The Wisconsin Department of Natural Resources (DNR) is studying COVID within the deer population. Tami Ryan, the chief of the DNR’s wildlife health section told The Milwaukee Journal Sentinel that “Wisconsin officials recently received guidance, funding and supplies from USDA to look for the virus in deer in the Badger State.”
According to The Journal Sentinel, samples will be collected during the winter from hunter-killed deer to try and understand if the Wisconsin deer population is carrying COVID.
Studies in Ohio and Iowa found over 30% of the animals they tested had COVID.
According to the DNR, the study is part of the U.S. Department of Agriculture’s (USDA) Wildlife Services multi-state effort to better understand COVID transmission through the deer population.
The Wisconsin DNR website details the study being done and explains that while it doesn’t know that human to deer and deer-to-deer transmission occurs, it is unsure if deer to human transmission is possible.
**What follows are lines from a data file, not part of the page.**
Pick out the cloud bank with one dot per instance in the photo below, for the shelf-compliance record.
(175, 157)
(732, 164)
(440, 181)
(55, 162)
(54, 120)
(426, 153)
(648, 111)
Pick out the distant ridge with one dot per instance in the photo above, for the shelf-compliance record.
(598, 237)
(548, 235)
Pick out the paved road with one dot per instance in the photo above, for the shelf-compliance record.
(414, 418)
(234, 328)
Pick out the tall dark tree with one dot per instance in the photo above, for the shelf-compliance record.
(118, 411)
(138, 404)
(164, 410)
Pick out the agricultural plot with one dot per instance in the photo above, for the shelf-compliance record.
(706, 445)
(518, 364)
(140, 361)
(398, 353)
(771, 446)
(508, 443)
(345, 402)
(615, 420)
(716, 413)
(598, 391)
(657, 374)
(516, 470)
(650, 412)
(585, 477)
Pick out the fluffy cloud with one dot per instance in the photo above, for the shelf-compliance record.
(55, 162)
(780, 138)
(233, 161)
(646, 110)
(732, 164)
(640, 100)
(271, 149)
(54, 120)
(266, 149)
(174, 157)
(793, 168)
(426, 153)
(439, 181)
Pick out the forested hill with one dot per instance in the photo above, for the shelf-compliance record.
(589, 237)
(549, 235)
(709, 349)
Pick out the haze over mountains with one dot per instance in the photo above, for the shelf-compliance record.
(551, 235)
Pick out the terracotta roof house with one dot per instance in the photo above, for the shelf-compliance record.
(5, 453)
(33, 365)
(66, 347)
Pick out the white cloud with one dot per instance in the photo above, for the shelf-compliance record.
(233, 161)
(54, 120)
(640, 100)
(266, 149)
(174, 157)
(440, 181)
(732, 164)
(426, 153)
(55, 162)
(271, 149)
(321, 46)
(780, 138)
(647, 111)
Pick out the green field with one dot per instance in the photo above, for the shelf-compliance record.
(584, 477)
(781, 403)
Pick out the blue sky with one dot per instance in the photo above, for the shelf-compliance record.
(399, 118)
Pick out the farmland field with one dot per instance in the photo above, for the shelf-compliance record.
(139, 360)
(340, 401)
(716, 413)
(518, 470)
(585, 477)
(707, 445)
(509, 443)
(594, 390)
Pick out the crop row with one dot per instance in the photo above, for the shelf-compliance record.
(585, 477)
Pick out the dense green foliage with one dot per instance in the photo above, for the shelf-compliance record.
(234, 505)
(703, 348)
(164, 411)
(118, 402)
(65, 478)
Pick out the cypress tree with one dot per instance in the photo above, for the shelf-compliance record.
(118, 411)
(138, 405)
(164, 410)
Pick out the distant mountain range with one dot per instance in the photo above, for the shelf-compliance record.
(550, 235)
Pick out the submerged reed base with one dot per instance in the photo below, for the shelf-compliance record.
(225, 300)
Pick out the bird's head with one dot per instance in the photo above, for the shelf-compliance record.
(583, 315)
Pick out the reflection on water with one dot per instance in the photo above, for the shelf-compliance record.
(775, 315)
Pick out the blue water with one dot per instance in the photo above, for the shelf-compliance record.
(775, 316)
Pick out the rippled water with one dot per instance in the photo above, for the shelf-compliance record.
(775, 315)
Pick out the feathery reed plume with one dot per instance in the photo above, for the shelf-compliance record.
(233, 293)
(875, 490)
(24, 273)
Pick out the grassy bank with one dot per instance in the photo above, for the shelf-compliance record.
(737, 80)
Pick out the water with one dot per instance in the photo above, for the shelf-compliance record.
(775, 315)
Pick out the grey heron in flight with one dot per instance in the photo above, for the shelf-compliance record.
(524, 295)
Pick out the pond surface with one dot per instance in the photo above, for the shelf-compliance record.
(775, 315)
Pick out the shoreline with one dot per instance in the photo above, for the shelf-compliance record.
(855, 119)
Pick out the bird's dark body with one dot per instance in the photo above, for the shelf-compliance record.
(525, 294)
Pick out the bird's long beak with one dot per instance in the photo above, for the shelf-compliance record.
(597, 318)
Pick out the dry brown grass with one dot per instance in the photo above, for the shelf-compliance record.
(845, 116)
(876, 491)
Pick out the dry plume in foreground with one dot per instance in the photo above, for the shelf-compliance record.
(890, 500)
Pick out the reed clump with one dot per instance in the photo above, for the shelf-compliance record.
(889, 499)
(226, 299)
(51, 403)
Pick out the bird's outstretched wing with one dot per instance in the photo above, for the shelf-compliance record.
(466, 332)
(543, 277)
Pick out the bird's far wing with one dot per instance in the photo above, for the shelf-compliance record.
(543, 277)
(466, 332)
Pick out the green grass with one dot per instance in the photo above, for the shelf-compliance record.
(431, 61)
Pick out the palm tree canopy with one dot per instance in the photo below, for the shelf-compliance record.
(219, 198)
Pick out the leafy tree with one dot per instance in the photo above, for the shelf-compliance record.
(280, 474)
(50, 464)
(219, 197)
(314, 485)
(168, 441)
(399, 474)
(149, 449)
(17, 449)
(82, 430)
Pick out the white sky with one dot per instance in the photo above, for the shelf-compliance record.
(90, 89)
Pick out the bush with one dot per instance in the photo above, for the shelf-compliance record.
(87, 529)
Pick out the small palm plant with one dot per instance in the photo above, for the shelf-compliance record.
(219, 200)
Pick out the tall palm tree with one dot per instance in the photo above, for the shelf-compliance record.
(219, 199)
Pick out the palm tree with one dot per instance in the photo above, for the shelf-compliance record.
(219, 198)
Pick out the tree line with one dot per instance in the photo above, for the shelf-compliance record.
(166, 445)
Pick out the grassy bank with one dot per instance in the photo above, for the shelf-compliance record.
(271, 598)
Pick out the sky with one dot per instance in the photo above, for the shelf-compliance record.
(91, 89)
According to the DNR, “There are no documented cases of humans becoming infected with [COVID] from white-tailed deer, and risk is likely low.”
DNR also recommends that hunters wear a mask while field-dressing deer to reduce the risk of exposure to COVID from deer. The Wisconsin DNR page also linked to COVID hunting recommendations on the Centers for Disease Control (CDC) website, which recommends not allowing any contact between wildlife and domestic animals, including hunting dogs.
The CDC also recommends wearing a mask and gloves while “preparing a carcass.”
The Journal Sentinel reported, “Participants [in the deer testing program] were provided instructions and a kit of supplies. They are asked to submit a nasal swab and a blood sample from each deer.”
The samples collected from the deer will be processed at the USDA National Wildlife Disease Program facility in Fort Collins, Colorado.